If you want to make a cute homemade blanket that is easy to sew or even no-sew:  http://www.wikihow.com/Make-a-Fleece-Tie-Blanket (If I were to use micro-plush
minky for this, I would make the fringe things slightly thicker.  Micro-plush does shed a little as you wash it the first time, shrinking the size of things like fringes, but after that it won't ever unravel, just like fleece!)
http://www.projectlinus.org/
http://www.mcc.org/kits/blankets


The reason I like these places is stated so well on the "about" page of the Project Linus:  "Provide a rewarding and fun service opportunity for interested individuals and groups in local communities, for the benefit of children."

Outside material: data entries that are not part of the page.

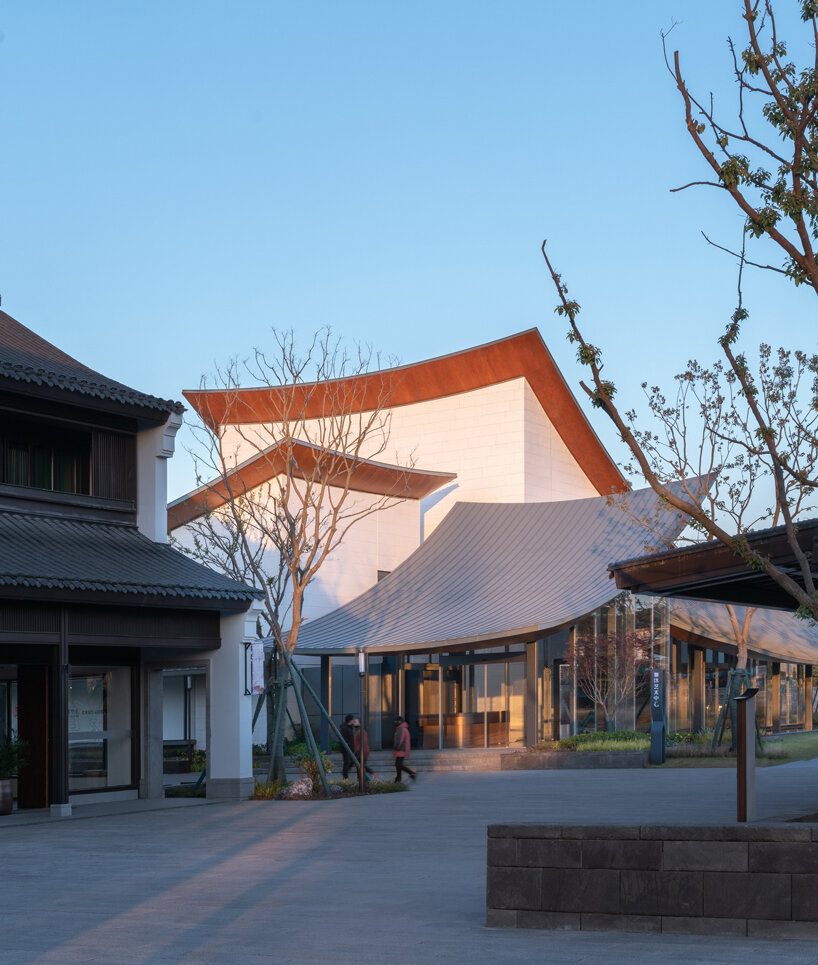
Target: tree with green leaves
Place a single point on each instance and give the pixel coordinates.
(277, 491)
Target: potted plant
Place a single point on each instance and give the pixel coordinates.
(12, 758)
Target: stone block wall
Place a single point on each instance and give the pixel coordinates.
(756, 880)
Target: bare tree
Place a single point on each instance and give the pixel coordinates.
(277, 467)
(607, 666)
(771, 176)
(761, 425)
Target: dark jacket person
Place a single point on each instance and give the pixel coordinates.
(349, 736)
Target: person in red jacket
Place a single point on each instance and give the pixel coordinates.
(401, 746)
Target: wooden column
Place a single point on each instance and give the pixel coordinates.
(530, 709)
(32, 723)
(326, 700)
(60, 680)
(775, 698)
(697, 692)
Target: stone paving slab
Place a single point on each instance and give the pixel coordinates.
(388, 879)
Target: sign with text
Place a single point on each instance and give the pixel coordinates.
(657, 716)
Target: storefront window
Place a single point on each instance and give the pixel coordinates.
(99, 728)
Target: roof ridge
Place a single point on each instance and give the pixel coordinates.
(28, 357)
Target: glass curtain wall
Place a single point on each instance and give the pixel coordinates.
(604, 684)
(459, 700)
(100, 734)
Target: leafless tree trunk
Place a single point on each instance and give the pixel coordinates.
(277, 470)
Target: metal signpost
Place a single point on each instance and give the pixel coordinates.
(362, 752)
(657, 717)
(746, 756)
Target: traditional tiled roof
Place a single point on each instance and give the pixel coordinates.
(772, 634)
(59, 553)
(494, 572)
(26, 357)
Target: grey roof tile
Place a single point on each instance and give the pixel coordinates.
(52, 552)
(26, 357)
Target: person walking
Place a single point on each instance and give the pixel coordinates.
(348, 734)
(401, 746)
(356, 724)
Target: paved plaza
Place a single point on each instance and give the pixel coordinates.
(395, 879)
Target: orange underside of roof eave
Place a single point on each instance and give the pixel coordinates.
(373, 478)
(519, 356)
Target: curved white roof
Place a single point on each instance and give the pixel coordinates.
(773, 633)
(491, 572)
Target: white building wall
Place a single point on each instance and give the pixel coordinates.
(153, 449)
(551, 472)
(230, 713)
(379, 541)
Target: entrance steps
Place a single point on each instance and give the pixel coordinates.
(383, 764)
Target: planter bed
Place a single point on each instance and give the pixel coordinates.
(572, 760)
(742, 879)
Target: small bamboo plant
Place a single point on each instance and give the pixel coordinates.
(12, 757)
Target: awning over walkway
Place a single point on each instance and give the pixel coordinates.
(712, 571)
(773, 634)
(495, 572)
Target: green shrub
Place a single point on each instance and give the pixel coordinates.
(12, 757)
(183, 791)
(302, 757)
(198, 761)
(267, 792)
(386, 787)
(688, 737)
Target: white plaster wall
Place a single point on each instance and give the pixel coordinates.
(153, 449)
(551, 472)
(230, 715)
(498, 440)
(379, 541)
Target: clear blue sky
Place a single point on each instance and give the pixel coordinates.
(179, 177)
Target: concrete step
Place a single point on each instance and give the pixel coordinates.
(383, 763)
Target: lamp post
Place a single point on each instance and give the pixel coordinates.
(362, 753)
(746, 756)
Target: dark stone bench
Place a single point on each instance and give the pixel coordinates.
(757, 880)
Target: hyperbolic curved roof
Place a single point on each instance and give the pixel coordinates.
(27, 357)
(42, 552)
(306, 461)
(493, 572)
(519, 356)
(772, 633)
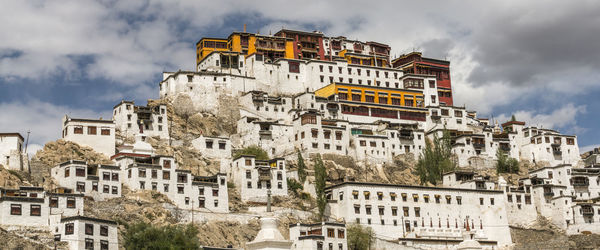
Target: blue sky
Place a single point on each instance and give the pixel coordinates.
(537, 60)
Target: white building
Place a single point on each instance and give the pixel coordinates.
(254, 177)
(81, 232)
(429, 217)
(34, 207)
(325, 235)
(148, 120)
(160, 174)
(97, 181)
(274, 137)
(268, 237)
(97, 134)
(11, 152)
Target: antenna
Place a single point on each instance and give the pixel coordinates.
(27, 141)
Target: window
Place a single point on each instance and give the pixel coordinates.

There are lots of places where you can donate money, (lots of money), to help people, but even when there are so many people in the world who need help, I think perhaps we have gone too far in making helping efficient.  There is something else there that is just as or I would argue, more important than how many blankets are donated.  It is the person giving the blanket feeling it.  If you just donate money, there is no personal connection.  But if you spend time making something like a blanket, or a fleece hat, you have time to personalize it and to think about how the person who receives it will enjoy the personality you give it. 

You can sometimes get micro-plush blankets for really cheap at a local store this time of year, as they try to sell out Christmas stuff before New Years. - I would buy the cheap blankets, and just use them as material to sew what I wanted.
tvs3949.jpg
http://www.marthastewart.com/265844/fleece-hats


(remember, when using micro-plush minky instead of fleece, cut it a little larger because it sheds that first time and looses a little around the edges - then it should never unravel at all again!)

Even better yet, make a bunch of blankets and hats (and anything else you can think of) and go find and visit homeless people in your own back yard.  Then you don't have to just imagine their happiness.  Giving isn't only about the person being given to being helped.  I would argue that it is mostly about us having a chance to experience that pure joy that comes from doing it!